Artists chosen for the project gathered in downtown Mount Airy last week for the first artist meeting, which included a time to meet one another and share the inspiration behind their design ideas.

Downtown Coordinator Lizzie Morrison gave each artist a packet of information to launch them into the creative projects, including advice on what type of paint to use — paint that will ensure their creations will be protected, since the fiddles will be on exhibit throughout the downtown Mount Airy area from May through October.

Morrison said the artists needed to use professional-grade acrylic paint with a high resin level, in order to keep the paint from fading from sunlight over time. She also reminded the artists not to use much water to dilute the paint, which would “affect adhesion and color permanence” since the fiddle sculptures would remain outside. After completion, sculptures will be clear-coated to protect them from the elements.

Artist Kayla Ellis of Mount Airy, whose metaphorical design includes inspiration from dressmakers, quilters, and women artists who inspire her, said she was truly honored to be chosen as one of the artists. “I started to tear up, thinking that my children would have a legacy of my art in our town,” Ellis said, describing her initial reaction to the news her design was chosen.

Philip Ernst of Cana, Va., a lifelong artist, said he was “thrilled” to hear that Downtown Coordinator Lizzie Morrison was helping to create opportunities for local artists to “show off and expand our art community.” Ernst said his design incorporated native flowers with Mount Airy Granite, which was something he thought that locals would enjoy, but would also “tie in nicely with our community.” “I think it’s going to be beautiful during all seasons, whether covered in snow or on a rainy day.”

McKenzie Sumner said that although he does not consider himself a professional artist, he thought this would be great opportunity to participate in Mount Airy’s first Fiddle Crawl. Sumner said he had been to places with public art initiatives: “I really thought it was a cool concept, so I threw my design in the mix and I was excited to find out I was chosen and am now looking forward to starting the process.”

Sumner said he initially designed a North Carolina theme, which attracted the attention of Old North State Winery, and while discussing his design with Ellie Webb, they worked together to modify the fiddle art to include “more of a wine theme.”

After the public art display, fiddles will be auctioned off to the highest bidder, to support funding for downtown economic development.

A total of 23 artist designs were submitted to the Mount Airy Downtown group and evaluated by the promotions committee, then potential sponsors chose the artist they wanted to work with, narrowing the group of artists down to 12.
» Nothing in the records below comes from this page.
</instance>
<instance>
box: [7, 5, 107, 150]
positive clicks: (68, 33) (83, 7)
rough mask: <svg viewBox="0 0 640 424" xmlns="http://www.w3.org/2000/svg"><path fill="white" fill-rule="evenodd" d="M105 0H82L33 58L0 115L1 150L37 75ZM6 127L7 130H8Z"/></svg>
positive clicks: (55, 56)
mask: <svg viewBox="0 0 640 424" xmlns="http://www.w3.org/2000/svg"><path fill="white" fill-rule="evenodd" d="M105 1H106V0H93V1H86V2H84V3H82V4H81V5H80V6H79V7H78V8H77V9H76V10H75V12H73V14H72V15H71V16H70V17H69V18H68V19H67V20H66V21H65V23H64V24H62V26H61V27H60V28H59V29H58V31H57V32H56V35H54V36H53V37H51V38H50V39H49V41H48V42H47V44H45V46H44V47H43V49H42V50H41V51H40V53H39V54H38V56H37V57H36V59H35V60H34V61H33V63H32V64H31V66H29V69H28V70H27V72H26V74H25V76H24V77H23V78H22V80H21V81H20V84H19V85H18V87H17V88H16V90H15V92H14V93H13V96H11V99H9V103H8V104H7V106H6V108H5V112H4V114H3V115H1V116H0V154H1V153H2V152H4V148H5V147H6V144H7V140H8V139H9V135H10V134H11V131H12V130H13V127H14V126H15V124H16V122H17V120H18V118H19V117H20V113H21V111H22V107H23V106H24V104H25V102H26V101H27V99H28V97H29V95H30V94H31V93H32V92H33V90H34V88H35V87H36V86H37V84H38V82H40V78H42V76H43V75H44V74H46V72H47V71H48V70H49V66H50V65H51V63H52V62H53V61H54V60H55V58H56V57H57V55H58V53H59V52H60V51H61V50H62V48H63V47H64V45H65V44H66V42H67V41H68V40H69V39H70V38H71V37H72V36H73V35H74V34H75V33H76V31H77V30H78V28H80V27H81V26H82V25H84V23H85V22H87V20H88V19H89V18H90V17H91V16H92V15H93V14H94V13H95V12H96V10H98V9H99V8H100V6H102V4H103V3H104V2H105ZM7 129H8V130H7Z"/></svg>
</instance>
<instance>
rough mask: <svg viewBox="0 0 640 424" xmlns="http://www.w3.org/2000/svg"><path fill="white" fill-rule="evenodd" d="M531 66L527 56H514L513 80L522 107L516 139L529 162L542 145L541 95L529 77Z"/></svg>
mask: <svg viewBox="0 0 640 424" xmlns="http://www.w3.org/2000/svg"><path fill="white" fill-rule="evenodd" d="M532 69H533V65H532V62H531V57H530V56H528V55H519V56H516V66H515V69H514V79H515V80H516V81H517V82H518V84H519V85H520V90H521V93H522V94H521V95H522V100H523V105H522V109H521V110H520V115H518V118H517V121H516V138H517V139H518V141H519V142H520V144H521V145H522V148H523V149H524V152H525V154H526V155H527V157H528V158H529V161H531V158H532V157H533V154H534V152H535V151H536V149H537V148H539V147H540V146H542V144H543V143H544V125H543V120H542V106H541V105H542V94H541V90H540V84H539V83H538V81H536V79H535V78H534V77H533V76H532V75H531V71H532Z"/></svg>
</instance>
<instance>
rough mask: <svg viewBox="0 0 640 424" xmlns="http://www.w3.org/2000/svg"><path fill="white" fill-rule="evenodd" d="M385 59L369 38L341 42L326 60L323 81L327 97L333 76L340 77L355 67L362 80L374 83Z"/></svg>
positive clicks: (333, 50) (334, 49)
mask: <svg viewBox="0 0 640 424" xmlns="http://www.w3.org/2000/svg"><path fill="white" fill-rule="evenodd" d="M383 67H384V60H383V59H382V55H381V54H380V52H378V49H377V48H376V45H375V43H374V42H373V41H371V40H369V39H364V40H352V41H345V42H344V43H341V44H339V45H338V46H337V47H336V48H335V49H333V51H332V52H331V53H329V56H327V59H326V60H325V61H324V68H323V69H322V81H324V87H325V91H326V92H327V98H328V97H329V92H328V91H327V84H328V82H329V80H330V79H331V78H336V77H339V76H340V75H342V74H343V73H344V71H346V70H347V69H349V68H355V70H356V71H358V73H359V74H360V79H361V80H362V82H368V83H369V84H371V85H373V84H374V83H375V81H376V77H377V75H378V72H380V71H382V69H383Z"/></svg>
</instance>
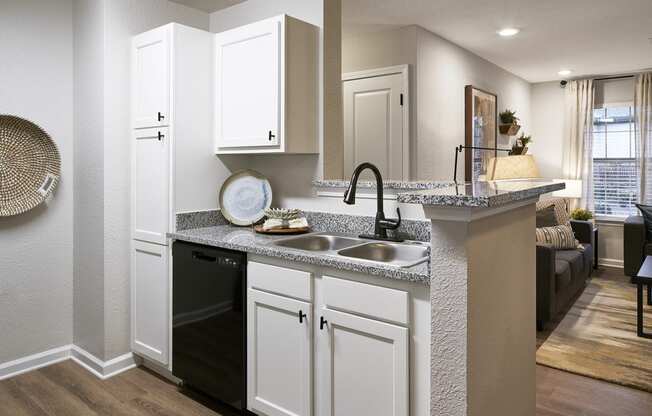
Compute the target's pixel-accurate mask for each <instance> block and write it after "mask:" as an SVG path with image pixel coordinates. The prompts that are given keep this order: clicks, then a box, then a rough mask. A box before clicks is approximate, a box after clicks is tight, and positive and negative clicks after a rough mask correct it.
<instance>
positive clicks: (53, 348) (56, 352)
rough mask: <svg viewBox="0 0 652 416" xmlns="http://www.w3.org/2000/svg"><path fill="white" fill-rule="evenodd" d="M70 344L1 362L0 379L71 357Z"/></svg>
mask: <svg viewBox="0 0 652 416" xmlns="http://www.w3.org/2000/svg"><path fill="white" fill-rule="evenodd" d="M70 347H71V346H70V345H64V346H63V347H58V348H53V349H51V350H47V351H43V352H39V353H36V354H32V355H28V356H27V357H22V358H18V359H16V360H13V361H8V362H6V363H2V364H0V380H4V379H7V378H10V377H14V376H17V375H20V374H23V373H27V372H28V371H33V370H38V369H39V368H42V367H47V366H48V365H52V364H56V363H59V362H61V361H65V360H68V359H69V358H70Z"/></svg>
Artists from across the region sent in two-dimensional designs to represent their vision for the large, three-dimensional fiberglass fiddle sculptures, which will arrive in early February, primed and ready to paint.

Artists will work on their creations until the due date of April 7, Main Street Coordinator Lizzie Morrison explained, and the Fiddle Crawl sculpture reveal will take place on May 2 at the Historic Earle Theatre. The fiddles will be placed downtown by the time Budbreak Wine Festival begins on May 3. Morrison said plans were in the works to have an art show for the Fiddle Crawl artists during the festival. Plaques on the base of each fiddle will recognize the sponsor and the artist.

Fiddle Crawl artists selected include:

• Kayla Ellis, sponsored by F. Rees Clothing Company (permanent fiddle)

• Lizzie Morrison, sponsored by Main-Oak Emporium

• Vivian Elstone, co-sponsored by BB&T and Blue Ridge Burke Insurance

• Keenia Beck, sponsored by Moody’s Funeral Services

• Kathy Pruett, sponsored by Carolina Environmental Contractors, Inc. (fiddle to be placed in yard of home beside Wells Fargo)

• Eric Leathers, co-sponsored by Surrey Bank & Trust and Perkins & Associates Financial

• Philip Ernst, co-sponsored by the North 400 Block and Workforce Carolina (fiddle to be placed on North 400 block)

• Maria Skaskiw, sponsored by Patterson (fiddle to be placed by Scarlet Begonias)

• Andrea Morrison, sponsored by Mount Airy Rotary Club (location to be determined)

• McKenzie Sumner, sponsored by Old North State Winery (permanent fiddle)

• Greg McCormick, sponsored by Andrew Pearson Industries and Interlam (for display at Earle Theatre)

• Mike Lowe, sponsored by McArthur’s on Main (new business to open downtown in March)

All fiddle sculptures, except those with permanent sponsors, will be auctioned off on Oct. 24, during the Fiddle Crawl Auction Event at Old North State Winery.

“We had a really wide variety of designs submitted by our artists,” said Lizzie Morrison. “The designs ranged in style from the abstract, flowers, local cultural references including Mayberry, dogwoods and granite, Old Time music and family. I think the designs already chosen are wonderful…we were so impressed at the effort of our artists. They obviously put in so much effort and works for hours on the designs.”

Benefits of Fiddle Crawl include enhancing downtown appearance, promoting arts and local businesses, creating an additional tourist attraction, encouraging foot-traffic, and a public art initiative that will connect the entire downtown area.